Zegar długu publicznego w centrum Warszawy został wyłączony na czas piłkarskich mistrzostw Euro 2012. Nie jest to jednak celowe zagranie PR, a przypadkowa awaria. Tak twierdzą zarządzający licznikiem długu współpracownicy profesora Leszka Balcerowicza.

Reporter RMF FM Krzysztof Berenda ustał, że spaliła się skrzynka zasilająca zegara. Dlatego teraz na ekranie zamiast ekspresowo pędzących cyfr mamy... czerń.

Najciekawsze jednak, że ten licznik zepsuł się już dwa tygodnie temu. 10 czerwca, czyli wtedy, gdy w Gdańsku Hiszpanie grali z Włochami.

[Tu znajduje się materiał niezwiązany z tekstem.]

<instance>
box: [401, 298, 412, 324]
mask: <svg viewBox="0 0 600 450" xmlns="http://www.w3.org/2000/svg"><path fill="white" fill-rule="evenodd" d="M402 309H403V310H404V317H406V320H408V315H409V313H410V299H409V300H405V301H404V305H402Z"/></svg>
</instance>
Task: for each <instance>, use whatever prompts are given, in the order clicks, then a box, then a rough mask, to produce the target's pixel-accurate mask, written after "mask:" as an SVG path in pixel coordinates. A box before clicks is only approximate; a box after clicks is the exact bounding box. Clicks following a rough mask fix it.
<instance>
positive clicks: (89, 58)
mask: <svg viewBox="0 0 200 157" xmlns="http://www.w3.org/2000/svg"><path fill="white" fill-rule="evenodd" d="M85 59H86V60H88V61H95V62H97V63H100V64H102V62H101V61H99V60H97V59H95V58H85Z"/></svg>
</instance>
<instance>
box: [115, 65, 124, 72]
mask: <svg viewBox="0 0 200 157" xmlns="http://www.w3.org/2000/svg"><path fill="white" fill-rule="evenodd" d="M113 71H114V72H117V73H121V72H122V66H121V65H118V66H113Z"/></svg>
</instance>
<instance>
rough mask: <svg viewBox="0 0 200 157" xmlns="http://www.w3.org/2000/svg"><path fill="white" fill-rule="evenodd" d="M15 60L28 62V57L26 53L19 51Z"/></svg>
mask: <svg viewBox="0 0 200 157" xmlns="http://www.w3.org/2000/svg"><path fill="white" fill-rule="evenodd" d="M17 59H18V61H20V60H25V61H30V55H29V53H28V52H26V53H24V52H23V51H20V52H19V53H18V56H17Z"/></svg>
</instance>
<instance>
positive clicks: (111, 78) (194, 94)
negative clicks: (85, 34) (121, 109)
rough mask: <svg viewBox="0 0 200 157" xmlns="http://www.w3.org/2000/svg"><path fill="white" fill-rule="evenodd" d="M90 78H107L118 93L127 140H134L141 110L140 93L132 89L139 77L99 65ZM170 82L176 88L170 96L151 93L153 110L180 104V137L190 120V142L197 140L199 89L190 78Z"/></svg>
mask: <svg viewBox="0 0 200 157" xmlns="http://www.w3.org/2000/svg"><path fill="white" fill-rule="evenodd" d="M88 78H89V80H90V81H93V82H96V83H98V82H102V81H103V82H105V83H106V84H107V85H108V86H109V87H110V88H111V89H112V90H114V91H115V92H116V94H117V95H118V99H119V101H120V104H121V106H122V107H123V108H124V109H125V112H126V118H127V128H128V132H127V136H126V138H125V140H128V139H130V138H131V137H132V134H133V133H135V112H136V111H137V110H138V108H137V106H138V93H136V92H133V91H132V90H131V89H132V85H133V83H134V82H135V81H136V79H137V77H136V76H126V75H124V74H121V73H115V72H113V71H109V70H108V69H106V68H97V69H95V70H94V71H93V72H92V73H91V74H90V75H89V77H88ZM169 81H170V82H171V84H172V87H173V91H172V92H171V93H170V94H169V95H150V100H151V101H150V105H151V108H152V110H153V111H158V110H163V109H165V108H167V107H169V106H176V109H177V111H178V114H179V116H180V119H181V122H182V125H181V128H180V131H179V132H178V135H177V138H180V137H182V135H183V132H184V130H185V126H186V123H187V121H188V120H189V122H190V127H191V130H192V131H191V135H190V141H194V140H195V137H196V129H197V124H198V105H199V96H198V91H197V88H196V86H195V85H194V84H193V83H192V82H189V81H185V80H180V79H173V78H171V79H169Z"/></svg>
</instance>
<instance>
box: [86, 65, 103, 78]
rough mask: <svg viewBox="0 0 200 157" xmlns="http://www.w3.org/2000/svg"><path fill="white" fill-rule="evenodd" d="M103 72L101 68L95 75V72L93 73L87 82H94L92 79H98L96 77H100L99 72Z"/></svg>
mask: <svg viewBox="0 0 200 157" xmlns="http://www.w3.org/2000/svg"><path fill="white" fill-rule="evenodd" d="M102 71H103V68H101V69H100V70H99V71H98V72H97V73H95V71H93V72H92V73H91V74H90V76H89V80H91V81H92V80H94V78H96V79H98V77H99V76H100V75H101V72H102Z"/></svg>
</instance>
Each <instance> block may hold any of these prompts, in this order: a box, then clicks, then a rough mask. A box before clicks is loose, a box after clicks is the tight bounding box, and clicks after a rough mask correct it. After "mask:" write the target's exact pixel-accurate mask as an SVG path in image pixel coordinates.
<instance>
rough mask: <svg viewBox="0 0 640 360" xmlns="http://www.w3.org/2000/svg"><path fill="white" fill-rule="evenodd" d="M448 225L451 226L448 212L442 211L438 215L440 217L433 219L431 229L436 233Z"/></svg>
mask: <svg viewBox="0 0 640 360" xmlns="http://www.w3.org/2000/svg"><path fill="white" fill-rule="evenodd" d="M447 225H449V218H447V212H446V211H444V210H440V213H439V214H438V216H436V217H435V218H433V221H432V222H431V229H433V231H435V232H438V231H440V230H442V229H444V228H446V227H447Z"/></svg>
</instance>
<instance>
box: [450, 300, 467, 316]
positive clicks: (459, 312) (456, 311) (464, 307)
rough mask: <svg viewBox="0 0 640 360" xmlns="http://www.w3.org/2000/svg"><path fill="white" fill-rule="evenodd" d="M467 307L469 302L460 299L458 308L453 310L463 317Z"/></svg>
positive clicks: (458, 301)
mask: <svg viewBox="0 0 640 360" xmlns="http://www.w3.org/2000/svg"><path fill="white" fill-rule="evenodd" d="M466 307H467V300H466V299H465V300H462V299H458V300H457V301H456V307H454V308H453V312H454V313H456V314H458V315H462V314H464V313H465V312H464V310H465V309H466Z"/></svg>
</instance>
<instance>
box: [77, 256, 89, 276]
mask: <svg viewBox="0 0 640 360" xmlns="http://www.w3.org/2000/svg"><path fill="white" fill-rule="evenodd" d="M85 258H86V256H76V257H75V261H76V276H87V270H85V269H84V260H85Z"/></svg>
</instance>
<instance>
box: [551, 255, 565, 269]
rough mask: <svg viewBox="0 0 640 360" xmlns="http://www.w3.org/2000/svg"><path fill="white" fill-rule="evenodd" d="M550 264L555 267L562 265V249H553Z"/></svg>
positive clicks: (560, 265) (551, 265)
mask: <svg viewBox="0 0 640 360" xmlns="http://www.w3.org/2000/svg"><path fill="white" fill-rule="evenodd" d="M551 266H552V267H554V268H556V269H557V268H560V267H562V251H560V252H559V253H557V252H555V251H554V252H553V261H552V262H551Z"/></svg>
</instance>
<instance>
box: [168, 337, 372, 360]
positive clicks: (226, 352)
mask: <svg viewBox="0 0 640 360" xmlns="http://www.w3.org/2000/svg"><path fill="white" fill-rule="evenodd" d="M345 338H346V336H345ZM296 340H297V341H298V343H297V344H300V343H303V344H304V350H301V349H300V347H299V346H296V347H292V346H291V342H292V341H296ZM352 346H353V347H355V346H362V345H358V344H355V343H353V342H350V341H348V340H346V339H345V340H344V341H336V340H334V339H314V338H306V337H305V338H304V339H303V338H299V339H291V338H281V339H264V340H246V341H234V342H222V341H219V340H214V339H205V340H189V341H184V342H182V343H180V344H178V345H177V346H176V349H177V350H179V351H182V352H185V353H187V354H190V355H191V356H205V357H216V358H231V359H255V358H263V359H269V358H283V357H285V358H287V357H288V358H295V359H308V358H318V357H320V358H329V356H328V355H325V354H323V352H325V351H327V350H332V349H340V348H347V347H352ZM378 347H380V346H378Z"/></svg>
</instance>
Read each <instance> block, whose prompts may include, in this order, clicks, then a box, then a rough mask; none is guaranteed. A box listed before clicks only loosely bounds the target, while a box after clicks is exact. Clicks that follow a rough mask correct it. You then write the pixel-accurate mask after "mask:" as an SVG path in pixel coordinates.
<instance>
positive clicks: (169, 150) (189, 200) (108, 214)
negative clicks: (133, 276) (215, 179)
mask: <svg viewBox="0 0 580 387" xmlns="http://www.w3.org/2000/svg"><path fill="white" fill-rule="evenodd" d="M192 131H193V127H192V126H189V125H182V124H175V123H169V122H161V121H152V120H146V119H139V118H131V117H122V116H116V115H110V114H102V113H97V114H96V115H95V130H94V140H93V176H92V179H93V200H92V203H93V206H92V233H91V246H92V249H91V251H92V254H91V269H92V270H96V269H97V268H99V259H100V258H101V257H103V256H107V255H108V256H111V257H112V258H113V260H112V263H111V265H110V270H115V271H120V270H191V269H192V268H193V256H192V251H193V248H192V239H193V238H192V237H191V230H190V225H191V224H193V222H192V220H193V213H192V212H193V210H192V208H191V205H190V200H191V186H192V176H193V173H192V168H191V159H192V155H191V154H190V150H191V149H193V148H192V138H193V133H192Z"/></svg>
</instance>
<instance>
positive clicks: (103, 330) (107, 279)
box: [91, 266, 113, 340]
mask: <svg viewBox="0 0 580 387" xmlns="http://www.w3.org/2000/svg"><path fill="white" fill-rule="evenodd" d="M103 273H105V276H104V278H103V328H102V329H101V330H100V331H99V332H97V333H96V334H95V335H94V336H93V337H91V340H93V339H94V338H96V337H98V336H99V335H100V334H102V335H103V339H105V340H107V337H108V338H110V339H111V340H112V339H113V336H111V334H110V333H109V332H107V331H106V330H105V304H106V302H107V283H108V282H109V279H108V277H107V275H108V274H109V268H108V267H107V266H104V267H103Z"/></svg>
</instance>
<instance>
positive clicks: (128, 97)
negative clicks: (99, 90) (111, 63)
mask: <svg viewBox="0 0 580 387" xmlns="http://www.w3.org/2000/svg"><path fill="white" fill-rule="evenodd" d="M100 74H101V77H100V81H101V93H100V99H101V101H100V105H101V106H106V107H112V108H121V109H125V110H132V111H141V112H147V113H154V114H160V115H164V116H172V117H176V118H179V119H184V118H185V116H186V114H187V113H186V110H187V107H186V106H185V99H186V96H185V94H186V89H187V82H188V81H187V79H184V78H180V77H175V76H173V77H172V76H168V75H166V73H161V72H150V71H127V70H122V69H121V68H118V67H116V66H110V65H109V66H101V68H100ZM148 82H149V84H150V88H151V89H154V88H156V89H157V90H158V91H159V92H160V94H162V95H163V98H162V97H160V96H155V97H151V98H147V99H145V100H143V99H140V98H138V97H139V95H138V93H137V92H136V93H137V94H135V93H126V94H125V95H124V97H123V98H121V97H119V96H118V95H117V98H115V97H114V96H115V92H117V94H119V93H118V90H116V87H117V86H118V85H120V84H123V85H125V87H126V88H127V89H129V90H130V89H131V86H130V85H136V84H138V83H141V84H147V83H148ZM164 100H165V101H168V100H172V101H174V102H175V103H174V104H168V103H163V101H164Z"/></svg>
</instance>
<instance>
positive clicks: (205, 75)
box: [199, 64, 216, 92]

Od tego czasu technicy nie są w stanie dowieźć nowych kabli i bezpieczników. Udało się dopiero wczoraj i jutro licznik długu ma być naprawiany.

Nie jest pewne, czy to zwykła awaria, czy też efekty czarnej magii ministra finansów. Wiadomo natomiast, że ta usterka jest Jackowi Rostowskiemu bardzo na rękę. Bo dzięki temu zagraniczni kibice nie zobaczyli, że polski dług publiczny rośnie w tempie ponad 117 mln zł na dobę, prawie 5 mln zł na godzinę i 1363,5 zł na sekundę.

Przez okres awarii ministrowi udało się więc ukryć wzrost długu publicznego o ponad 2 miliardy złotych.